Tödliche Schüsse auf CDU-Politiker - Verdächtiger bringt sich um

Die CDU in Hessen ist geschockt. Ein Politiker aus der Wetterau soll Opfer eines Gewaltverbrechens geworden sein. Die Hintergründe sind noch unklar.

Ein 56-Jähriger soll einen Kommunalpolitiker aus der Wetterau getötet und danach sich selbst umgebracht haben. Der Verdächtige schoss sich in Neu-Anspach vor den Augen der Polizei in den Kopf, wie die Staatsanwaltschaft und Polizei am Dienstag berichteten. Nach Informationen der Nachrichtenagentur dpa und nach Medienberichten war sein zuvor offenbar erschossenes Opfer lange CDU-Kommunalpolitiker in der Wetterau. Die Ermittler bestätigten am Dienstagnachmittag, dass es sich um einen Unions-Politiker handelte. Die Hintergründe für die Tat seien aber noch unklar.

Der CDU-Mann war laut Staatsanwaltschaft am Montagabend mit schweren Verletzungen in der Garage seines Hauses in Nidda gefunden worden. Alle Rettungsversuche blieben erfolglos - er starb wenig später an seinen Verletzungen. Die Obduktion ergab, dass ihn zwei Schüsse trafen, in den Kopf und in den Oberkörper. Gerichtsmediziner sollten am Mittwoch die Leiche des mutmaßlichen Täters untersuchen. Zu dem Verhältnis der beiden Männer machte die Sprecherin der Staatsanwaltschaft keine Angaben.

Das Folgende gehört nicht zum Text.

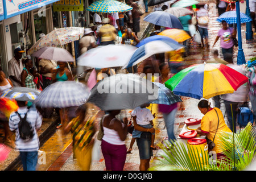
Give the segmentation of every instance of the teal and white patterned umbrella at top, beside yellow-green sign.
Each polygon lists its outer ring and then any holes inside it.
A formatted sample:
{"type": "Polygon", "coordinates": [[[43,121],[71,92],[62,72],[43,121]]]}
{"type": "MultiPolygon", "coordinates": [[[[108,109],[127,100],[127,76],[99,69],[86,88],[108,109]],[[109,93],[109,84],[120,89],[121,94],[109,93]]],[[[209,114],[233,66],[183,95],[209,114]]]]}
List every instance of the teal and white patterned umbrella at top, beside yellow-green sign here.
{"type": "Polygon", "coordinates": [[[97,13],[117,13],[132,9],[133,7],[116,0],[98,0],[93,2],[86,10],[97,13]]]}

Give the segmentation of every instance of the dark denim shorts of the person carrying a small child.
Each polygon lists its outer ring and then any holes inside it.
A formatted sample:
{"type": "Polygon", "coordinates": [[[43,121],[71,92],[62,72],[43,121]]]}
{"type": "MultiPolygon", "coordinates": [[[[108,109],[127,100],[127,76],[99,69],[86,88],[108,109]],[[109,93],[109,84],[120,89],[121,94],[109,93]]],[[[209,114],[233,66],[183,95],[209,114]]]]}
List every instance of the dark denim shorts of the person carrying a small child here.
{"type": "Polygon", "coordinates": [[[143,132],[141,138],[136,138],[136,143],[139,148],[139,159],[150,159],[153,156],[151,145],[151,133],[143,132]]]}

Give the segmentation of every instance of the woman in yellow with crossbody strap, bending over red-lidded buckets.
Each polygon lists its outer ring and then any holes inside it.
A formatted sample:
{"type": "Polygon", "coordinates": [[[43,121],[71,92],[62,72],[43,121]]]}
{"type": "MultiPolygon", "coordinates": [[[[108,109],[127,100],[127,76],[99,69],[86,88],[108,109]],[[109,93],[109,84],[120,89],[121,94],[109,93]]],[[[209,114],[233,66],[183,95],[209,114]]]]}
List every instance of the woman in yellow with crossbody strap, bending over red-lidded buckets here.
{"type": "Polygon", "coordinates": [[[201,100],[197,106],[201,113],[204,114],[204,117],[201,119],[201,126],[196,131],[200,135],[205,135],[207,140],[214,142],[215,146],[212,148],[212,151],[216,152],[218,159],[220,156],[223,156],[221,154],[223,150],[221,148],[220,136],[224,134],[222,133],[223,131],[232,131],[226,125],[220,109],[210,107],[210,102],[207,100],[201,100]]]}

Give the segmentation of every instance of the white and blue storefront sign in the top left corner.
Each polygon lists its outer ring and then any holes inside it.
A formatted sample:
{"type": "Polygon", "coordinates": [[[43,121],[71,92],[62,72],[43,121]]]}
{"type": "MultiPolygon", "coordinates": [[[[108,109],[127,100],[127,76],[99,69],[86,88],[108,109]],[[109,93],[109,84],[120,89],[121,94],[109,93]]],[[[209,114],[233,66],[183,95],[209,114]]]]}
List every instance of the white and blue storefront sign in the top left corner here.
{"type": "Polygon", "coordinates": [[[5,18],[25,13],[59,0],[4,0],[5,18]]]}

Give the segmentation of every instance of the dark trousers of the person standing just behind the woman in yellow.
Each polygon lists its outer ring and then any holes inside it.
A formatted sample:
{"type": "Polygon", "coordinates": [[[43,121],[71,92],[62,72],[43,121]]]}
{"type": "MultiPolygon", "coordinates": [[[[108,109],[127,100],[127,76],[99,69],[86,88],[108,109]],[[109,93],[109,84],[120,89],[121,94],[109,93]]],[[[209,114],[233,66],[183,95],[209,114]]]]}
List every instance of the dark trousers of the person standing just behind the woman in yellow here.
{"type": "Polygon", "coordinates": [[[230,101],[226,101],[224,100],[224,104],[226,107],[226,116],[228,117],[228,122],[229,122],[229,129],[236,133],[236,123],[237,123],[237,106],[238,106],[238,102],[230,102],[230,101]],[[230,104],[232,104],[232,111],[231,111],[231,106],[230,104]],[[233,112],[233,119],[234,119],[234,131],[233,131],[233,121],[232,121],[232,112],[233,112]]]}

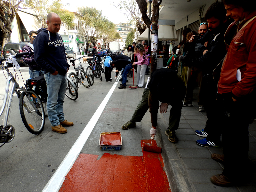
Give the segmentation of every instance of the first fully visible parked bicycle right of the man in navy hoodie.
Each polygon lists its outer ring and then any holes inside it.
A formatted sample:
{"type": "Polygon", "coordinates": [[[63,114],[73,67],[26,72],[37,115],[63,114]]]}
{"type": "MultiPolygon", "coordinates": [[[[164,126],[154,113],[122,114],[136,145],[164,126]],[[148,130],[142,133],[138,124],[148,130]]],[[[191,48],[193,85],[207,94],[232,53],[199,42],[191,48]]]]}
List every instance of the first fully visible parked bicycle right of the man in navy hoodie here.
{"type": "MultiPolygon", "coordinates": [[[[83,57],[85,57],[85,56],[83,56],[83,57]]],[[[84,67],[82,66],[82,63],[81,63],[81,60],[80,60],[83,57],[80,57],[78,59],[69,60],[69,62],[72,63],[72,65],[74,66],[74,69],[75,69],[76,73],[71,72],[71,73],[69,73],[68,77],[75,84],[77,91],[78,91],[78,88],[79,88],[80,84],[82,84],[84,87],[87,87],[87,88],[89,88],[91,86],[90,78],[85,73],[84,67]],[[76,60],[79,60],[79,67],[78,68],[76,68],[76,64],[75,64],[76,60]]]]}

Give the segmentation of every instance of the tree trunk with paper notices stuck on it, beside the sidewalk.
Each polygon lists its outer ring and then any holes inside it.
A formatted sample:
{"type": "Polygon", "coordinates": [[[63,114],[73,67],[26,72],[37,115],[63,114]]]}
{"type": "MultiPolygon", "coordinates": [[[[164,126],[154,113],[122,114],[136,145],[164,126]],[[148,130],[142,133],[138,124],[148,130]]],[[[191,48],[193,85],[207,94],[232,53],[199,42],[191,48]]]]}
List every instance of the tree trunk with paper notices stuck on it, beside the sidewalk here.
{"type": "MultiPolygon", "coordinates": [[[[162,0],[153,0],[153,12],[152,12],[152,36],[157,35],[158,42],[158,18],[159,18],[159,5],[162,3],[162,0]]],[[[153,40],[153,39],[152,39],[153,40]]],[[[153,42],[152,42],[153,43],[153,42]]],[[[155,57],[157,55],[157,46],[158,43],[154,43],[156,45],[156,50],[151,51],[151,65],[150,71],[153,72],[156,70],[156,60],[155,57]]]]}

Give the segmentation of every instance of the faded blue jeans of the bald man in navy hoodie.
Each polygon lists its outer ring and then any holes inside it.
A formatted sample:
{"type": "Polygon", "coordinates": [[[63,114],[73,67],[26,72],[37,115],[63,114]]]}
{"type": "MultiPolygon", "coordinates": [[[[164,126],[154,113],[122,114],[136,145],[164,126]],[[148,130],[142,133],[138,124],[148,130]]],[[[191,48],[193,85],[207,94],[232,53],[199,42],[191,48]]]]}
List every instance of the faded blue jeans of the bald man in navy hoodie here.
{"type": "Polygon", "coordinates": [[[52,75],[50,72],[44,74],[47,86],[47,112],[52,126],[57,126],[65,120],[63,103],[67,88],[67,74],[52,75]]]}

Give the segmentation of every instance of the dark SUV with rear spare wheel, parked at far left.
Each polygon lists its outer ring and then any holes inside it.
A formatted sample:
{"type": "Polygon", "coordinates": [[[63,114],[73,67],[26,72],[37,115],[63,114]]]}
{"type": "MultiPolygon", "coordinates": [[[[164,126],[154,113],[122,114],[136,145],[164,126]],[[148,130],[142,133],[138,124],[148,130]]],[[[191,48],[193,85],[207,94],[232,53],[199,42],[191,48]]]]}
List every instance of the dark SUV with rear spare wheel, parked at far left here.
{"type": "MultiPolygon", "coordinates": [[[[4,49],[2,51],[3,57],[4,58],[8,58],[9,55],[14,55],[16,53],[21,53],[22,52],[22,48],[26,43],[7,43],[4,45],[4,49]]],[[[23,58],[19,57],[16,58],[17,62],[20,65],[25,65],[28,66],[26,63],[24,63],[23,58]]]]}

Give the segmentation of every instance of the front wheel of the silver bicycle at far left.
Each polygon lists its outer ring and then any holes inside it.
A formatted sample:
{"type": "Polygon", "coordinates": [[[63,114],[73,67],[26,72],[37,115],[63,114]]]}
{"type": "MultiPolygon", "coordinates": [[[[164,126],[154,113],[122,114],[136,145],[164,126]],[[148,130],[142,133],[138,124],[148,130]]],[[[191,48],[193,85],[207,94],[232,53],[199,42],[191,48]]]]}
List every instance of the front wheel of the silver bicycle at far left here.
{"type": "Polygon", "coordinates": [[[29,132],[38,135],[44,130],[44,107],[39,96],[33,90],[27,90],[20,95],[20,116],[29,132]],[[33,103],[36,108],[34,108],[33,103]]]}

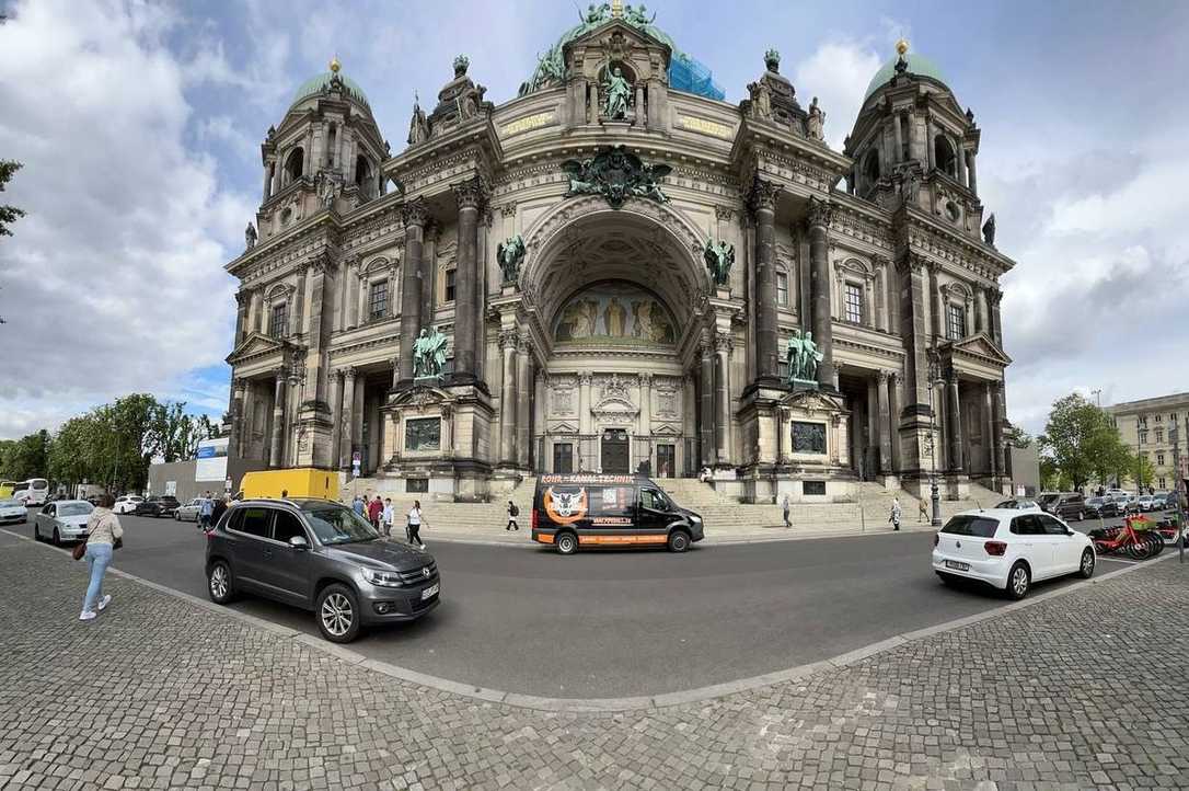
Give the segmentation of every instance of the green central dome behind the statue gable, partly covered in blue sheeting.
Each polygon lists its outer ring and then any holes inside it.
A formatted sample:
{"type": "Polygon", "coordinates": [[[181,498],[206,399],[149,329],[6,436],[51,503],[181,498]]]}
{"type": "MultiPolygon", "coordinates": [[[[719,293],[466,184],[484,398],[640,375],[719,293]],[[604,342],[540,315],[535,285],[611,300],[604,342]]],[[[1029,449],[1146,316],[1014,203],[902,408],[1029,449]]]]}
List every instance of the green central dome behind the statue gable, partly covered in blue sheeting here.
{"type": "MultiPolygon", "coordinates": [[[[616,4],[616,6],[618,5],[616,4]]],[[[668,68],[669,88],[707,99],[717,99],[718,101],[726,98],[723,89],[715,82],[715,75],[710,69],[697,58],[682,52],[668,33],[654,25],[656,14],[653,14],[650,18],[647,17],[643,5],[637,8],[630,5],[623,6],[622,10],[618,7],[609,10],[606,6],[590,6],[590,10],[584,14],[583,21],[564,32],[556,43],[546,50],[545,55],[540,56],[533,76],[521,84],[520,95],[523,96],[524,94],[539,90],[551,82],[561,81],[566,73],[566,63],[562,57],[565,45],[584,33],[605,25],[612,19],[619,19],[672,50],[673,56],[669,59],[668,68]]]]}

Die Ermittlungen führten sehr schnell zu dem 56-Jährigen, wie die Gießener Staatsanwaltschaft weiter berichtete. Eine Angehörige hatte ihn noch am selben Abend als vermisst gemeldet. Polizisten fuhren zum Haus des Mannes, trafen ihn aber zunächst nicht an. Als die Beamten den Wagen des Tatverdächtigen entdeckten, riefen sie Verstärkung.

Der 56-Jährige sei dann in der Nacht zum Dienstag plötzlich vor seinem Haus erschienen - mit einer Schusswaffe in der Hand. Die Beamten hätten ihn aufgefordert, die Waffe fallen zu lassen. Dann sei alles sehr schnell gegangen, berichtete die Sprecherin. „Ohne Vorwarnung hat er die Waffe zum Kopf gehoben und geschossen.“ Er starb noch an Ort und Stelle. Nidda und Neu-Anspach liegen Luftlinie rund 40 Kilometer voneinander entfernt.

Lucia Puttrich, die hessische Ministerin für Bundes- und Europaangelegenheiten sowie Vorsitzende der Wetterauer CDU, zeigte sich schockiert über den Tod des Parteifreundes. Es sei ein tiefer Schock für die Union in der Wetterau und auch für sie ein schwerer Schlag: "Er war für mich ein enger, persönlicher Freund und eine wirkliche Vertrauensperson, ich bin zutiefst betroffen", ließ Puttrich mitteilen.